- 1983
- Born: Hilda Valeria Barnice Bowen 12 October 1923 Nassau, Bahamas
- Died: 2002 (aged 78–79) Nassau, The Bahamas
- Occupations: Nurse, nursing administrator
- Years active: 1953-1990s
- Known for: establishing the modern nursing profession in the Bahamas

= Hilda Bowen =

Bahamian nurse

Hilda Bowen, MBE (12 October 1923 – 20 March 2002) was a Bahamian nurse. Graduating with a degree in ophthalmic nursing and midwifery, she became the first Bahamian-trained nurse. In 1962, she was the first Bahamian to become matron of the public hospital and in 1965, was installed as principal matron of the Public Health Department. She worked as the Chief Nursing Officer of the Ministry of Health between 1970 and 1980 and thereafter served as the country's Director of Nursing. She drove for the establishment of the Bahamas Nursing Council, a governing body for the country's nursing industry and was influential in developing a degree based nursing certification. She was honored as a Member of the Order of the British Empire in 1969 for her contributions to the medical development of the country.

==Early life==
Hilda Valeria Barnice Bowen was born on 12 October 1923 in Nassau, Bahamas to Jestina (née Johnson) and Irvin Bowen. Born into a family of six, she attended St. Francis Xavier primary school in New Providence, the Western Junior and Senior Schools, and graduated from the Government High School in a class of fifty students with only around 8 girls. When she completed her schooling in 1942, she worked as a teacher for grade one elementary students for three years.

In 1946, Bowen was chosen by the Governor-General of the Bahamas to participate in the Colonial Scholarship Program which promoted studies in the United Kingdom to aid in the improvement of the Caribbean Colonial Territories. She was the first person selected to study nursing with the intent of developing the field in The Bahamas and enrolled in a three-year basic nursing curricula at the Farnborough General Hospital in Orpington, Kent. When she graduated in 1950 with her State Registered Nurse Qualification, Bowen became the first Afro-Bahamian trained as a nurse. To further her education, she enrolled at the Moorfields Eye Hospital in London, receiving the Bronze Buckle award and certification as an ophthalmic nurse in 1951.

At that time, nurses could not obtain a position in the Bahamas without a certification as a midwife. To ensure her employment, Bowen then enrolled in midwifery studies at the Elsie Inglis Memorial Maternity Hospital in Edinburgh, Scotland. She completed her certification with additional schooling at the Stirling Royal Infirmary, earning a State Certified Midwife qualification. Bowen began applying for nursing positions while she was still in England in 1952, but it took a year for her to secure employment.

==Career==
Bowen returned to the Bahamas in 1953 and began working as a sister at Bahamas General Hospital on 5 October 1953. In 1962, she was appointed as the first Bahamian-born matron at the public hospital, Princess Margaret Hospital. She became principal matron of the Public Health Department in 1965 and in 1970 became the Chief Nursing Officer of the Ministry of Health, overseeing nurse placements and work throughout the country.

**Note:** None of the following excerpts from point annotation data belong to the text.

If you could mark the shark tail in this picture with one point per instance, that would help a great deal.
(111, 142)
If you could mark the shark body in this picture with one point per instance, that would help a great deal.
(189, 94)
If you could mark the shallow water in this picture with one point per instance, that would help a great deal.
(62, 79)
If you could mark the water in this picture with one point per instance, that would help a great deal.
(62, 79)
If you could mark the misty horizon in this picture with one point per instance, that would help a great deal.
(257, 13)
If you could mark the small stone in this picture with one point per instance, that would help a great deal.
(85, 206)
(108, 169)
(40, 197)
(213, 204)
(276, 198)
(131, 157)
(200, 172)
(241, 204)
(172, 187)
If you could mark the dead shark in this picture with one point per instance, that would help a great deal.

Pressing for nursing standards and governance of their activities, Bowen was instrumental in the creation of the Bahamas Nursing Council. She was honored as a Member of the Order of the British Empire in 1969 for her contributions to the medical development of the country. In 1980, she was made the Director of Nursing, a position created for her to influence and build the profession of nursing in the country. During her tenure, she pressed for the creation of university training and a curricula to be developed in the Bahamas for nurses. Negotiations with the College of the Bahamas began in 1982 to offer an Associate degree in Nursing. By 1984, a program had been developed and a period of phasing-in degree-based certification rather than the previous diploma-based certification was implemented between 1984 and 1991. In 1991, the library at the College of the Bahamas expanded to encompass the former Bahamas School of Nursing facility. This new branch library was named in honor of Bowen in 1994.

==Death and legacy==
Bowen died in 2002 and is credited with developing the modern nursing profession in the Bahamas.